Tanggung Jawab Profit Lots and Shering dalam Mudharabah dan Syirkah


BAB l
PENDAHULUAN
I.       Latar Belakang Masalah.
II.    Rumusan Masalah.
Berdasarkan latar belakang di atas maka dapat dirumuskan makalah Ushul Fiqih yang berjudul “Tanggung Jawab Profit Lots and Shering dalam Mudharabah dan Syirkah” sebagai berikut:
1.      Apa Pengertian dan Dasar hukum serta kaidah-kaidah Ushul Fiqih tentang Mudharabah?
2.      Bagaimana Tanggung Jawab Profit Lots and Shering dalam Mudharabah?
III. Tujuan dan Manfaat Penulisan
Berdasarkan rumusan masalah di atas maka tujuan dan manfaat penulisan makalah Ushul Fiqih yang berjudul “Tanggung Jawab Profit Lots and Shering dalam Mudharabah dan Syirkah” sebagai berikut:
IV. Metode Penulisan
Makalah ini termasuk Library Research (penelitian pustaka) dan metode pengumpulan datanya menggunakan study Documenter. Dimana penulis menghimpun data dan menganalisis dokumen-dokumen dari berbagai sumber kemudian data-data yang diperoleh dari study literature tersebut dianalisis dengan menggunakan metode deskriftif. Analisis ini bertujuan untuk mengambarkan sekilas tentang Tanggung Jawab Profit Lots and Shering dalam Mudharabah dan Syirkah.



BAB ll
Pembahasan.
1.      Pengertian Mudharabah.
a.       Mudharabah
Mudharabah, adalah bahasa penduduk Irak dan Qiradh dan mudharabah bahasa penduduk Hijaz[1]. Namun, pengertian qiradh dan mudharabah satu makna.[2] Mudharabah berasal dari kata al-dharib, yang berarti bepergian atau berjalan. Sebagaimana Firman Allah:
وَءَاخَرُونَ يَضۡرِبُونَ فِي ٱلۡأَرۡضِ يَبۡتَغُونَ مِن فَضۡلِ ٱللَّهِ
Dan yang lainnya, berpergian di muka bumi mencari karunia Allah [3]  

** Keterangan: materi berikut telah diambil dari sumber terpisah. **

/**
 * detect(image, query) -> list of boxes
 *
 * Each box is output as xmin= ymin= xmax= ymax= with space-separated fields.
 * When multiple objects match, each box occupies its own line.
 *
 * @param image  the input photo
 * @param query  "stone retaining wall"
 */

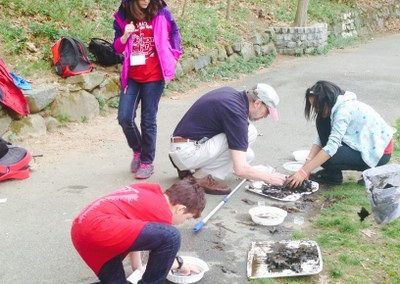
xmin=271 ymin=1 xmax=400 ymax=55
xmin=270 ymin=23 xmax=328 ymax=56
xmin=328 ymin=1 xmax=400 ymax=38
xmin=330 ymin=12 xmax=360 ymax=38
xmin=175 ymin=31 xmax=275 ymax=79
xmin=358 ymin=1 xmax=400 ymax=32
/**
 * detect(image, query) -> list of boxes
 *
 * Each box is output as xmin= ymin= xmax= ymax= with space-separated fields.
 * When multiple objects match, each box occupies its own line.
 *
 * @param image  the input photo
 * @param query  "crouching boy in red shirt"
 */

Selain al-dharib, disebut juga qiradh yang berasal dari al-qardhu, berarti al-qath’u (potongan) karena pemilik memotong sebagian hartanya untuk diperdagangkan dan memperoleh sebagian keuntungannya. Ada juga yang menyebut muamalah.[4] Jadi merurut bahasa, mudharabah atau qiradh berarti al-qath’u (potongan, berjalan dan atau bepergian).
Landasan Hukum Mudharabah
a.       Mudharabah
1.      Al-Qur’an.
فَإِذَا قُضِيَتِ ٱلصَّلَوٰةُ فَٱنتَشِرُواْ فِي ٱلۡأَرۡضِ وَٱبۡتَغُواْ مِن فَضۡلِ ٱللَّهِ وَٱذۡكُرُواْ ٱللَّهَ كَثِيرٗا لَّعَلَّكُمۡ تُفۡلِحُونَ ١٠
Apabila telah ditunaikan shalat, maka bertebaranlah kamu di muka bumi; dan carilah karunia Allah dan ingatlah Allah banyak-banyak supaya kamu beruntung [5]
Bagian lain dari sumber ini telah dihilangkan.